Ahlâk Adaletin Vicdanıdır
Ahlâk, bireyin kendi iç mahkemesidir. İnsan, kimsenin görmediği yerde doğru olanı yapabiliyorsa, işte o zaman ahlâklıdır. Bu iç disiplin olmadan, dışarıdan dayatılan kurallar bir süre sonra şekilciliğe dönüşür.
Adaletin kökleri de işte bu iç disipline dayanır. Ahlâk çöktüğünde adalet biçimsel bir maskeye dönüşür; güçlülerin zayıfı ezdiği, çıkarların vicdanı bastırdığı bir düzen ortaya çıkar.
Farabî’nin ifadesiyle “erdemli şehir”, adaletin ve ahlâkın birlikte inşa edildiği yerdir. Aristoteles, adaleti “erdemlerin en yücesi” olarak tanımlar. Kant’a göre ise ahlâk, insanın kendine koyduğu yasadır; dış baskı olmadan doğruyu seçebilme yetisidir. Bu düşünürlerin ortak noktası, adaletin kaynağını dışsal otoritede değil, insanın içsel erdemlerinde aramalarıdır.
Ahlâksız Güç, Güçsüz Adalet
Günümüzde pek çok toplum, adalet krizinin ortasında. Hukukun üstünlüğü yerini kişisel çıkarların üstünlüğüne bıraktığında, ahlâksız güç adaleti boğuyor.
Adalet sisteminin düzgün işlemesi için sadece yasaların değil, o yasaları uygulayan insanların da ahlâklı olması gerekir. Ahlâksız bir adalet sistemi, suçu cezalandırırken bile haksızlık yapabilir.
Bugün bir ülkede adaletin tartışılıyor olması, aslında ahlâkın tartışılıyor olmasıdır. Çünkü yolsuzluğun, liyakatsizliğin, kayırmacılığın temelinde ahlâkî çürüme yatar. Bu çürüme topluma sirayet ettiğinde, adalet artık bir “ideal” değil, bir “iddia” haline gelir.

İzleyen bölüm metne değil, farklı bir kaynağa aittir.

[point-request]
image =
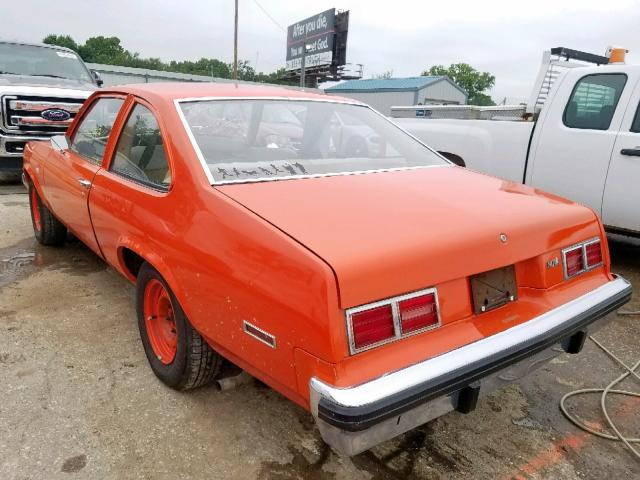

Sonuç Yerine: Vicdanı Olmayan Yasalar
Gerçek adalet, vicdanla başlar. Vicdanın olmadığı yerde yasa bile zalimleşir. Bu nedenle adil bir toplum kurmak istiyorsak önce ahlâkı yeniden inşa etmeliyiz — bireyde, ailede, kurumda, devlette.
Unutmayalım:
Ahlâk yoksa, adalet yoktur.
Çünkü ahlâksız adalet, adaletsizliğin en sofistike hâlidir.